[pct-l] Simple idea to prevent blister
Jeffrey Olson
jolson at olc.edu
Wed Feb 20 20:38:48 CST 2013
It's not just friction. It's moisture and friction. Dan's second
paragraph at the end of this says this.
The tighter your socks, the fewer hot spots can develop. The friction
that happens naturally between foot and shoe is mediated by the tight
sock. In the worst cases, the sock gets hot and a loose shoe disperses
heat. Tight shoes and loose or thick socks concentrate heat and
moisture and blisters happen. Wear looSe shoes, tight socks, and walk
with abandon. Your shoes should slop around your foot as you walk.
Your stride should feel the ground and the slop allows this. This will
happen only if you wear tight socks.
You can feel this when every step uses the full foot through the
stride. The advice in the above paragraph is pretty surface. It's only
when you're putting 40,000 steps a day on your feet that the beauty of
tight, clean socks and a regular stride will be revealed. If you're
protecting a body part - a calf muscle, or heel, or ligament in the
ankle, a hip or butt muscle - that irregularity will occur and your best
laid foot/shoe/sock plans can be dissipated - blown out enough to
create throbbing, constant pain, to ruin the hike.
However, if you begin with a good foot, sock and shoe strategy, the
irregularities in body-while-walking that reveal themselves will appear
earlier and be more easily dealt with.
What's the hikers canary-in-the-mine? It's the foot and its ailments.
The first six weeks of hiking involves finding a bodily rhythm based in
supporting the foot and its motions. It's the foot and how it's
planted, the rolling over into the next step that makes a million steps
to Canada possible.
The ideal foot motion is the foundation of a dance. There is no
trudging, no ruing being on the trail, no wondering why I'm doing this.
There is no feeling the pack is too heavy or the trail too steep.
What exists is a planting of the foot and a rolling over into the next
step, where the rolling is a lightness-in-being that remains whether
going up or down or along the valley floor. The difference between
trudging through and dancing-while-walking is attitudinal.

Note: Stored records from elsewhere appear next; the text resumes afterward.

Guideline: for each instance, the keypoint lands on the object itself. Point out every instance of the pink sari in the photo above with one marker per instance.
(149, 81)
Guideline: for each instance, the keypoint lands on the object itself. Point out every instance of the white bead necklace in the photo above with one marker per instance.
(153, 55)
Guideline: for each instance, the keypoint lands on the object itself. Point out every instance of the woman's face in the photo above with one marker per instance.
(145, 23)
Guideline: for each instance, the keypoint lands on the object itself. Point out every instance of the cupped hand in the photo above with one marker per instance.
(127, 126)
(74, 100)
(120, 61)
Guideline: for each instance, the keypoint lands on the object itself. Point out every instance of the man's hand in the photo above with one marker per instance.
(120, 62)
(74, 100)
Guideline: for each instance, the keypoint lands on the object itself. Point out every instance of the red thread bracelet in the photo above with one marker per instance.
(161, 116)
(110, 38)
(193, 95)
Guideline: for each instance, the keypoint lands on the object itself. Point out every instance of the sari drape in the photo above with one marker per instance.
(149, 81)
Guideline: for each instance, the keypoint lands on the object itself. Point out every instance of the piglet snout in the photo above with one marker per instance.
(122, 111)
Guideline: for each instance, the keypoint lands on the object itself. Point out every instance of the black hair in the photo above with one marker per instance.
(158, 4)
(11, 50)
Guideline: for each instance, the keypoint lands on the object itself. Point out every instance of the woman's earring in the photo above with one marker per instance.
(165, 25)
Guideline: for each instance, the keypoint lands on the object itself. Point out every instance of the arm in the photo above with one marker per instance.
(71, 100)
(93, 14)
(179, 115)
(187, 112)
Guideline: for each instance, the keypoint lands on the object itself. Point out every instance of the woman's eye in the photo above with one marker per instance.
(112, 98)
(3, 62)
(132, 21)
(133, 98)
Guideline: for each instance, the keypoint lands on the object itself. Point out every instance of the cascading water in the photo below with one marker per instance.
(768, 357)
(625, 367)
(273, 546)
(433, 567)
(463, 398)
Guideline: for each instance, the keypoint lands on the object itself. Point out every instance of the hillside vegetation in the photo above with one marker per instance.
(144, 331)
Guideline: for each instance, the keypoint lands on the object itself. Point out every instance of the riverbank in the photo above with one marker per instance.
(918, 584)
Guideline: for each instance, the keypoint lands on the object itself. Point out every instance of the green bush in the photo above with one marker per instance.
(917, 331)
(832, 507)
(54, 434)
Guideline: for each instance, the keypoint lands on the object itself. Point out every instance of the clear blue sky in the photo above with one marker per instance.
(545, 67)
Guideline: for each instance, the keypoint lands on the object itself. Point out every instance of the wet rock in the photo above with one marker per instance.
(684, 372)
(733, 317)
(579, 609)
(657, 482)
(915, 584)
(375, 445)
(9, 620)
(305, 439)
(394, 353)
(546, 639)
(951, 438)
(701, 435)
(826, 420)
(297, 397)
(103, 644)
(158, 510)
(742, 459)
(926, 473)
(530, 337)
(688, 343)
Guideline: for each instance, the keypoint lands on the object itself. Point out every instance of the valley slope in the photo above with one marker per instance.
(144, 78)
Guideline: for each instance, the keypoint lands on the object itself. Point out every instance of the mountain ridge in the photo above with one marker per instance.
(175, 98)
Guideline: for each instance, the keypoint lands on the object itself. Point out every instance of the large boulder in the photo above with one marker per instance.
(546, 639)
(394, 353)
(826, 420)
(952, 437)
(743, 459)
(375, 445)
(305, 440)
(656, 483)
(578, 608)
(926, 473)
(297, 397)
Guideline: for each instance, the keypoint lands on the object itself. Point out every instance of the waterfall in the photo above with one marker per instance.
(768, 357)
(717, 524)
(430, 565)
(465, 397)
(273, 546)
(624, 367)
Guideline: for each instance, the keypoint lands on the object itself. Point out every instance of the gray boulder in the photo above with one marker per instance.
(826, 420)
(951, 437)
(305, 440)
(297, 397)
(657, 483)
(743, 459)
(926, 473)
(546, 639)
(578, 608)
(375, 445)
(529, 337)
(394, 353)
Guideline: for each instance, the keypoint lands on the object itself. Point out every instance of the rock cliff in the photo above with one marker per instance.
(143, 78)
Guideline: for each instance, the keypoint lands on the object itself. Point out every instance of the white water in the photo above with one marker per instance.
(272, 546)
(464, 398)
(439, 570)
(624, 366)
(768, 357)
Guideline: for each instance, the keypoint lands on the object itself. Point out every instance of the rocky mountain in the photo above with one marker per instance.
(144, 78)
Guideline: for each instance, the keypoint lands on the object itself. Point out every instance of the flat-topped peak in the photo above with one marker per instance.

To be sure the lows will be there. Hunger, thirst, a slight strain, a
particularly steep uphill while enervated - all will happen. But those
are the lows. The highs are what we wait for. We don't make them
happen. We find our hiking rhythm and live through feeling depressed
and tired and angry and small.
We have a center that remains the same whether emotions are high or
low. This is the key - this is the key to walking. The center carries
us through feeling down and feeling high. Day after day we feel our
emotions run rampant and we continue to put one foot in front of the
other, rolling over our center in each step, affirming the foundation
that is our hiking being... It's all in the moment, and no stretch of
the imagination will help us put one foot in front of the other. It's
all about rhythm and constance and being-centered and knowing I will
feel low and want to leave the trail.
The lows, and highs will pass. What remains is one foot in front of the
other as an expression of my being harmony with the cosmos as I feel
them... That's what I walk for. That's the foundation of my meaning
and purpose in living, where I find them. All else is structured by
this day-after-day experience. I am changed by hiking. I am more
comfortable being-in-the-moment than I was before.

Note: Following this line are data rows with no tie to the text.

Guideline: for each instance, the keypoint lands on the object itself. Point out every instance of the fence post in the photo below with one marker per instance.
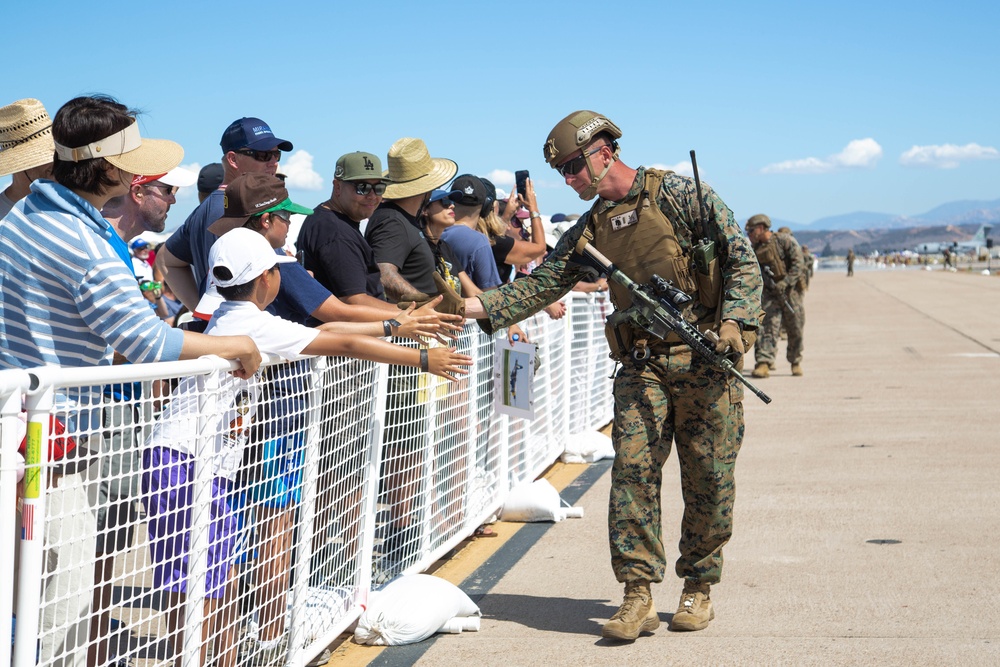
(12, 386)
(307, 515)
(209, 412)
(31, 543)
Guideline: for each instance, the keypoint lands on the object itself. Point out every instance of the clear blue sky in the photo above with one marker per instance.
(799, 110)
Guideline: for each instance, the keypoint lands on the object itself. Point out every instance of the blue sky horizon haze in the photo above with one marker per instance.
(798, 111)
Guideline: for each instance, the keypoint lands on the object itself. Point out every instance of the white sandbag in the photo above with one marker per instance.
(412, 608)
(588, 447)
(538, 501)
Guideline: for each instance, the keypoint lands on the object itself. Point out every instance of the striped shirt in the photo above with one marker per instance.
(68, 299)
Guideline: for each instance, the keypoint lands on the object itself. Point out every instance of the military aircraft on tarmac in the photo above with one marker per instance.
(971, 246)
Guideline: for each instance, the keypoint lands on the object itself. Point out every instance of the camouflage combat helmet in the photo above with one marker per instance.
(759, 219)
(573, 133)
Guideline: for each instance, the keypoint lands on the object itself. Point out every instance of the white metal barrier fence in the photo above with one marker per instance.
(179, 515)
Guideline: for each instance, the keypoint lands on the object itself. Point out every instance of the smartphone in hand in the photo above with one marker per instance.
(521, 179)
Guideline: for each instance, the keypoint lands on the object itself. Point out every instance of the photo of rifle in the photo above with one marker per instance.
(655, 309)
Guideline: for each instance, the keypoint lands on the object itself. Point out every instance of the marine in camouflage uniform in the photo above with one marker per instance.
(674, 396)
(783, 305)
(807, 262)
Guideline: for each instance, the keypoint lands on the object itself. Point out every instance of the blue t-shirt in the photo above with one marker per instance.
(474, 253)
(299, 295)
(191, 241)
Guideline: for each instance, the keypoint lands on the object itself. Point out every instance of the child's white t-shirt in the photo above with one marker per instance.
(178, 425)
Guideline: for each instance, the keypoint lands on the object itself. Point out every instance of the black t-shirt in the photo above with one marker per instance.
(502, 245)
(338, 255)
(396, 238)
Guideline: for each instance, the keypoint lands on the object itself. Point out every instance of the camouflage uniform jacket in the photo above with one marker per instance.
(677, 199)
(790, 254)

I take this hard won feeling into my social and work life and no longer
struggle to create meaning and purpose in a job or relationship. I've
already found what I need to live a life that enraptures me. I wake up
into this bodily understanding and open to a new power to create my life.

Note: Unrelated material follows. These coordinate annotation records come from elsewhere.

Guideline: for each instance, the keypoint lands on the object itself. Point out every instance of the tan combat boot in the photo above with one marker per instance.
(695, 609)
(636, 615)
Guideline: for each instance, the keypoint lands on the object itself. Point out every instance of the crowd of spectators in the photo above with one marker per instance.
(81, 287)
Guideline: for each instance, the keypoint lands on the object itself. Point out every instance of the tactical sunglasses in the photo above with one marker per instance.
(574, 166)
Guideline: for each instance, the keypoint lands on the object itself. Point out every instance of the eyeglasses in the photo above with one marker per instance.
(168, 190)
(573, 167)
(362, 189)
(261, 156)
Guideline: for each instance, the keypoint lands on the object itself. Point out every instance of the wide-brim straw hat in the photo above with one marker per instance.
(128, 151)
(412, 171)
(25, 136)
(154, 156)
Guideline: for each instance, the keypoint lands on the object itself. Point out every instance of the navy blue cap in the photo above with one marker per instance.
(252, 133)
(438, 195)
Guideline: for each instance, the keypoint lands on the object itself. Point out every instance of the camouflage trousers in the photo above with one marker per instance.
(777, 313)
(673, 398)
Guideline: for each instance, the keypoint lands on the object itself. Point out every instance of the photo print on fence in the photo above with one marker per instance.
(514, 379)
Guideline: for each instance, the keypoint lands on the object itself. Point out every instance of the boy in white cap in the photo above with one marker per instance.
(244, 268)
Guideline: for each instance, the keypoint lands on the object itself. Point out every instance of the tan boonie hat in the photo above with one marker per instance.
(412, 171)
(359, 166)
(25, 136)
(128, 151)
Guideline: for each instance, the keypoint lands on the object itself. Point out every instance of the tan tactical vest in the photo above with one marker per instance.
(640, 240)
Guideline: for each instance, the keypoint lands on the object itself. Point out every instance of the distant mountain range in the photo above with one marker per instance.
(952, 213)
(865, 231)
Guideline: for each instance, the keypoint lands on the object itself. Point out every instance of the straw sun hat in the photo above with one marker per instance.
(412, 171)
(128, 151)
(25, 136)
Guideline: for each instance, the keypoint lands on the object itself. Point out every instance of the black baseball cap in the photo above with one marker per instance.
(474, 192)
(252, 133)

This is what long distance hiking offers - the realization I can create
my life, and the foundational power to do so - foundational insofar I am
a human being first, and all else is peripheral, insignificant play.
When I look into your eyes we see each other or we don't. I can create
in ways that others don't understand because I am putting one foot in
front of the other as I live. The months on the trail have transformed
and even if it is true that only I see and feel the change, and no one
else does, I stay centered and create within the ongoing act of putting
one foot in front of the other, all there is.
Jeffrey Olson, "Jeff, just Jeff"
Rapid City, SD
On 2/20/2013 6:25 PM, Dan Jacobs wrote:
> On Wed, Feb 20, 2013 at 3:54 PM, Yoshihiro Murakami
> <completewalker at gmail.com> wrote:
>> The cause of blister is shear force to exfoliate the dermis and the
>> epidermis by the friction. In other words, it is necessary to reduce
>> the friction between skin and socks to prevent blisters. There are
>> several strategies.
>>
>> The smart wool socks reduce the humidity of the surface of skin.
>> The socks should be changed regularly.